By dynamically selecting the right tool and handling outputs precisely, the agent ensures it can execute tasks accurately and efficiently. This capability is foundational to its ability to deliver seamless user experiences.

The importance of tool selection

Tool selection is what differentiates GenAI agents from simple conversational chatbots and allows us to build powerful, action-oriented systems. Understanding user queries and generating responses is essential, but identifying and utilising the correct tools ensures agents can take action in real-world scenarios. Missteps, such as choosing the wrong tool or poorly formatting inputs, can frustrate users and make them lose trust in the agent's capabilities. To be truly effective, tool selection must be robust, precise, and adaptable. It's this mechanism that ensures GenAI agents are not only responsive but genuinely capable of accomplishing tasks in dynamic environments.

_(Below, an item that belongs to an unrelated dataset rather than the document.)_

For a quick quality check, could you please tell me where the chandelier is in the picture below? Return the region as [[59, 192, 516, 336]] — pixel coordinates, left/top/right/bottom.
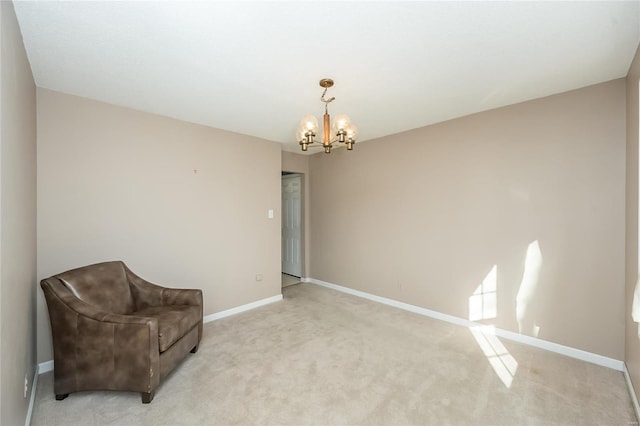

Continuous Testing to ensure agent reliability

Production environments are always changing, which makes reliability one of the biggest challenges for GenAI agents. Model updates, prompt adjustments, or changes to the tool catalogue can lead to workflows to failing, which could result in incorrect outcomes, and therefore undermine user trust.

Continuous testing is what ensures agents remain reliable and functional, even as these changes happen. It systematically checks core functionalities, like tool selection, to catch issues early. For instance, a workflow involving a weather tool might stop working after a model update or after tweaking the system prompt . Automated testing can identify such failures before they affect users, giving teams the chance to address them quickly. This way, agents can continue delivering good results without interruption.

In addition, real-world scenarios change too, and continuous testing helps developers to adapt their agentic system to new tasks and use cases. By using and amending datasets that represent realistic situations, teams can ensure the agent performs well across a range of user needs. Automated pipelines make this process scalable and consistent, integrating directly into development workflows. This approach allows teams to keep improving and expanding their agents without sacrificing reliability.